I know another anchoress, who is still, for now, among the living:  The Anchoress of Sterling.  (No, not the worldly-wise Catholic woman who blogs as The Anchoress!  A real anchoress.)

To the Anchoress of Sterling, all the blessings Julianne sought have been granted, without petition.

Her physical sufferings have exceeded those of Christ on the cross. His pain extended for days.  Hers are more severe, and for more years than his days of pain.

She has been granted at a young age severe physical illnesses — not one, but several — that will take her not only to the point of death, but to death and beyond.

She has born the three wounds throughout her life.  These wounds are so much a part of her, that her greatest fear facing death, is that she may be deprived of them.

She lives as a celibate, in an ashram or abbey, in a small room, in a single reclining chair.  She cannot lie down on the bed in the room, as it causes her great pain, and vertigo.

She spends her days praying to God.  She sees God as a girl or young woman.  Her rosary is from a Catholic Domitilla, her prayers a great Vedic mantram with bijas.   She also practices Theravada Buddhist mental culture.  Her squint is a notebook computer, with a wireless internet connection.

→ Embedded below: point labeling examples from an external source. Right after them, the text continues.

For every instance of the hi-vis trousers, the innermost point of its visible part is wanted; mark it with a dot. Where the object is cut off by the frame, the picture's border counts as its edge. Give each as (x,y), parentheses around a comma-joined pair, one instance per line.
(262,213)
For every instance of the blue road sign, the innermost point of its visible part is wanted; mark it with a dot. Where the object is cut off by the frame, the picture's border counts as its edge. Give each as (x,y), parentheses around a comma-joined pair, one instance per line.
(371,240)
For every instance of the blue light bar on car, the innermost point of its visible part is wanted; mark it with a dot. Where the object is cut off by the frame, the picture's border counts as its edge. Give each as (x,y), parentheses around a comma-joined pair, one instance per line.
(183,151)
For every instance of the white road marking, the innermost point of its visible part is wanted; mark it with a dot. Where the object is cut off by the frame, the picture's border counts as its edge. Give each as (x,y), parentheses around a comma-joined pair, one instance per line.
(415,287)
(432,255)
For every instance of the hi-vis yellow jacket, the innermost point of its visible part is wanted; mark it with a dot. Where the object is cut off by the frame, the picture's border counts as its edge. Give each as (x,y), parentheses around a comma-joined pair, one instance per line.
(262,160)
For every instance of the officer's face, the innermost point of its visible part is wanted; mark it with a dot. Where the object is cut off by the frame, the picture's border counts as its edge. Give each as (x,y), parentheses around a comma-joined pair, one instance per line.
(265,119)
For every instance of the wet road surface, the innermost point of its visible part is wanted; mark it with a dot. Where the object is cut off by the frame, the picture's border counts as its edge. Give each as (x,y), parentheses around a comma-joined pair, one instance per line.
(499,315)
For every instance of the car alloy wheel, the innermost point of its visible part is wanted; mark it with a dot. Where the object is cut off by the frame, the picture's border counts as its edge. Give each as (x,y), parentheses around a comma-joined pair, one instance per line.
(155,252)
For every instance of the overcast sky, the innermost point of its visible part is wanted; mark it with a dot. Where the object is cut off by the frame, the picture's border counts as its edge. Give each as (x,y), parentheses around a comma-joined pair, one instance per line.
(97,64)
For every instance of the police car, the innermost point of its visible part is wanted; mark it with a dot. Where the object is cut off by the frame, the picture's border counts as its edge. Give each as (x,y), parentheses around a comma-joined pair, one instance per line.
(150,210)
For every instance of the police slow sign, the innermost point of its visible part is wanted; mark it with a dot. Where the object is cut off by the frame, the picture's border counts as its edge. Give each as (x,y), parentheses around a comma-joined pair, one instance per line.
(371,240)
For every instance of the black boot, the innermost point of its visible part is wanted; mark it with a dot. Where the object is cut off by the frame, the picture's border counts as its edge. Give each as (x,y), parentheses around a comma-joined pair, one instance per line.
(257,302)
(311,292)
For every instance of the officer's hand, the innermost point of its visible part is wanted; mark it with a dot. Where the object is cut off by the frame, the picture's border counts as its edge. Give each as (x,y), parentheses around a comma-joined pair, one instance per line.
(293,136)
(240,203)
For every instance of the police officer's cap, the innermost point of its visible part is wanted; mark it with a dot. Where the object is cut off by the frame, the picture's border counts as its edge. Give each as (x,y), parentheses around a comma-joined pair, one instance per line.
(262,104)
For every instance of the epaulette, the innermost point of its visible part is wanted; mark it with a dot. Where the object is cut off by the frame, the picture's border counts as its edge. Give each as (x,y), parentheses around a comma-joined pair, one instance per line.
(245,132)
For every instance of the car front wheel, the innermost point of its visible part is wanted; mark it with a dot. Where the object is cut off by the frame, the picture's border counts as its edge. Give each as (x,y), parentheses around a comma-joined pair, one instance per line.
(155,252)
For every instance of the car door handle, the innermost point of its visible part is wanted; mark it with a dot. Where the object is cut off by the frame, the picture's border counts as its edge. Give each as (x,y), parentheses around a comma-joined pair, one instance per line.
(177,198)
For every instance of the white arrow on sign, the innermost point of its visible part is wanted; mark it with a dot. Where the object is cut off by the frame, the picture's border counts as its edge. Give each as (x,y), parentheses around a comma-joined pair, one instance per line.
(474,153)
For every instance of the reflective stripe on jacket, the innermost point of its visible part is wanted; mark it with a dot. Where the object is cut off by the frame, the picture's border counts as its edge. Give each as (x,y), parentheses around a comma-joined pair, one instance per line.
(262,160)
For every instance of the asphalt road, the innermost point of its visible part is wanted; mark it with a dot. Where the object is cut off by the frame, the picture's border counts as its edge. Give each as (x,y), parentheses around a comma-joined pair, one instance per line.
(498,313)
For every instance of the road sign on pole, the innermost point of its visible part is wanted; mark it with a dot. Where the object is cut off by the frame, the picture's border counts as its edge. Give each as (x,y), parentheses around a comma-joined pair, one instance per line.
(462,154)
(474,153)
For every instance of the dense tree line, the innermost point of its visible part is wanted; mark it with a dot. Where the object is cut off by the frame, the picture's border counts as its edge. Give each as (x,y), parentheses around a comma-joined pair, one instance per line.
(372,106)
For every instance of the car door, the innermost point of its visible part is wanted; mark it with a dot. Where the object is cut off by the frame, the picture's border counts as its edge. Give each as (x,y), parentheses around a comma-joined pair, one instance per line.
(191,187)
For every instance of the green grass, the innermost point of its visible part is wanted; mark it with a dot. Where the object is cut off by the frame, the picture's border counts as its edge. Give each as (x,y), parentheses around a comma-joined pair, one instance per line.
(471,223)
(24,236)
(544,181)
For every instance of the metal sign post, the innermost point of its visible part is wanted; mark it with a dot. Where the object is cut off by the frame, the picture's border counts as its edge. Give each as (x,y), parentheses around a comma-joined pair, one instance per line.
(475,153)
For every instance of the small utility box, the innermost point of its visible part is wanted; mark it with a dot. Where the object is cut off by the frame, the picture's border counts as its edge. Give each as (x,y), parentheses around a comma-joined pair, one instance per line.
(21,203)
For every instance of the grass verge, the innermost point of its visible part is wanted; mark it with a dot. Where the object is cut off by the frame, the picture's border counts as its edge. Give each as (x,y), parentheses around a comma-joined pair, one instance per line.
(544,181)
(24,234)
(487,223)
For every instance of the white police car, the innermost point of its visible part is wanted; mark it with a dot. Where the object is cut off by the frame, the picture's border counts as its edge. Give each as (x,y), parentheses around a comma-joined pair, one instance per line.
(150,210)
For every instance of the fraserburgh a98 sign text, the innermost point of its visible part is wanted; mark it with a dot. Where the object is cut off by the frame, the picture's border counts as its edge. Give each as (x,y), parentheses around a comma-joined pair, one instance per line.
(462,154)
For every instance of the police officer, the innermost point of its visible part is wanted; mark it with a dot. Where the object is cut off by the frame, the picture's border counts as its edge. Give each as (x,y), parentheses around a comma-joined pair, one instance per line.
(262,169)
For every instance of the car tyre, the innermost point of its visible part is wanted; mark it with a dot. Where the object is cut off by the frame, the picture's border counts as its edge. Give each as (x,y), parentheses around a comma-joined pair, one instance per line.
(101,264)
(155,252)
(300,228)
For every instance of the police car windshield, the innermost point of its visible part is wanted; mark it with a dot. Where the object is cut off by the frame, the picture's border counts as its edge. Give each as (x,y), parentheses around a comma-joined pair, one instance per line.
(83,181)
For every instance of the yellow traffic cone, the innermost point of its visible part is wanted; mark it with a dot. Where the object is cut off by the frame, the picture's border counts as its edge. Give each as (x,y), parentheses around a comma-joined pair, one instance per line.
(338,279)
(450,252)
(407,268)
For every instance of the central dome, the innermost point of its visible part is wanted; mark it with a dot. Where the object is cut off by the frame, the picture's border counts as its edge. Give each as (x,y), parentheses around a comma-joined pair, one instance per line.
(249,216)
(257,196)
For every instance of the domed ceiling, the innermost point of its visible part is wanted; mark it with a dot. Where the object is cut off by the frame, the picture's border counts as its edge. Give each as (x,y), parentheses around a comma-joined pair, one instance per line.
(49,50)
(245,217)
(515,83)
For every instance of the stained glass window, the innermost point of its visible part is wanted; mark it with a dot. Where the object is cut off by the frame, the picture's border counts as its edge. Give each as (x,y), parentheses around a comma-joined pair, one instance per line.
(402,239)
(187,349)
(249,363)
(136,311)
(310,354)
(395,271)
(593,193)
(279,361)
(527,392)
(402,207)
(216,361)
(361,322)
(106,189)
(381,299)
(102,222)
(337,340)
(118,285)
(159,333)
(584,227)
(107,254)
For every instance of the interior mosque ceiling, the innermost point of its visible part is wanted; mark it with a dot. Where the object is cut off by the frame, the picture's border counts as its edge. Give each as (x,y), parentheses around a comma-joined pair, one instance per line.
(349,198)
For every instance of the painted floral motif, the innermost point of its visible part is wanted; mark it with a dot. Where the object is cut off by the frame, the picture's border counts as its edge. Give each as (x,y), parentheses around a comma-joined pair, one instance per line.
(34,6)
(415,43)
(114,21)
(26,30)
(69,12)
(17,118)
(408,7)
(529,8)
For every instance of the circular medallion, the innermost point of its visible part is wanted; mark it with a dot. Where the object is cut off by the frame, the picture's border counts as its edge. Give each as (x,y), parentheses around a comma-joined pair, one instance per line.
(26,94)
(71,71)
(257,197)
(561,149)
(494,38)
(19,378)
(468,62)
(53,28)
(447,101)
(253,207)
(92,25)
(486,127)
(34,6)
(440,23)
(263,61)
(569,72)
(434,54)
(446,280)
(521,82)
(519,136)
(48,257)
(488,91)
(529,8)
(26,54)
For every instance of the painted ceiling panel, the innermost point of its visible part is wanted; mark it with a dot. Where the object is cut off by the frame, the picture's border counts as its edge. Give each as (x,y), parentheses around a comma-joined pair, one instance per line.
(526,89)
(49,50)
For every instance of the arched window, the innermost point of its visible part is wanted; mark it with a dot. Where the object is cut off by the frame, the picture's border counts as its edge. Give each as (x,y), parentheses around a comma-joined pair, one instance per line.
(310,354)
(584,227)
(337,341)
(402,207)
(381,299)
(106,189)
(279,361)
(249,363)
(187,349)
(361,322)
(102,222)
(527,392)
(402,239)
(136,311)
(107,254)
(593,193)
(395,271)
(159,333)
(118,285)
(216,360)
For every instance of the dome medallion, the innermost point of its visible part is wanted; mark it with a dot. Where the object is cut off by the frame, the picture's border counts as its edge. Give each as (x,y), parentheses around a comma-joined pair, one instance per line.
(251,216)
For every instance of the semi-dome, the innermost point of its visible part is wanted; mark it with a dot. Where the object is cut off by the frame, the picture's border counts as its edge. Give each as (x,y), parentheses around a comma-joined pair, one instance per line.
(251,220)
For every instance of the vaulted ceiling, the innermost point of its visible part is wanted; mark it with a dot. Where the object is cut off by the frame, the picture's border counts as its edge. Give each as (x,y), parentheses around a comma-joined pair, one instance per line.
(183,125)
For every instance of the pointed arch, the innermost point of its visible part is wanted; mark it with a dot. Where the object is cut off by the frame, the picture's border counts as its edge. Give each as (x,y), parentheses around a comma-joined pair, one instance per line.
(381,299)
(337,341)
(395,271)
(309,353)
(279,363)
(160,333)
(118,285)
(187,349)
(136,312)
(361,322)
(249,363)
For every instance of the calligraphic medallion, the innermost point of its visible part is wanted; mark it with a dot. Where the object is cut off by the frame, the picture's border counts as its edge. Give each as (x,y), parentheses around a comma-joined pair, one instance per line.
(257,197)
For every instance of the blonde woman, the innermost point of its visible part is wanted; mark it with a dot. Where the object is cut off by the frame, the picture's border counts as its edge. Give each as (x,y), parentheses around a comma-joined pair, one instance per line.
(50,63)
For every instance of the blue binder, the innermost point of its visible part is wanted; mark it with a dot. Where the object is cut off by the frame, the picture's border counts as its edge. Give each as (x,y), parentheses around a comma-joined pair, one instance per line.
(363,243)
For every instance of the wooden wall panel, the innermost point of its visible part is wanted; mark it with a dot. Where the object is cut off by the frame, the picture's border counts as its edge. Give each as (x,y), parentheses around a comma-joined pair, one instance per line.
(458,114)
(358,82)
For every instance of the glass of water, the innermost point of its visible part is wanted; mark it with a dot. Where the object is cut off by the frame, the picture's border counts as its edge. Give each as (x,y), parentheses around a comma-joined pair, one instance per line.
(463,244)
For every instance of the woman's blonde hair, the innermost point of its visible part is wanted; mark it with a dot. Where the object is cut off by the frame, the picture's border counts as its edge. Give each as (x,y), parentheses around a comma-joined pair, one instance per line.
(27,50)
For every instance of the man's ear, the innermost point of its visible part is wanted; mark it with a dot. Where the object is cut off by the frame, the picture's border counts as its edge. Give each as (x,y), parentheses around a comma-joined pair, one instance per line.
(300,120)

She has a rough-spoken manservant, whom she met on the internet a decade and a half ago.  He became her lover, then her spiritual teacher, then her husband, now her servant.  He sleeps on the bed next to her chair, and tends to all of her physical needs.  He also spends his life praying to God, doing the mental culture of Mindfulness of In-and-Out Breathing, cultivating love for his mistress, and working at a job to provide for her needs.

Her strength of resolve and her creativity are both increasing as she approaches the end of this life.  This blog is one of her happy conceits, a metaphor of her life.  She is a were-seal, a silkee of Celtic lore, who lives in the sea, sheds her seal skin to live and breed on dry land as a woman, then must leave her husband and children, don her sealskin, and return to the sea.  The sea is the heaven she left to suffer in this comparative hell, and to which she will return.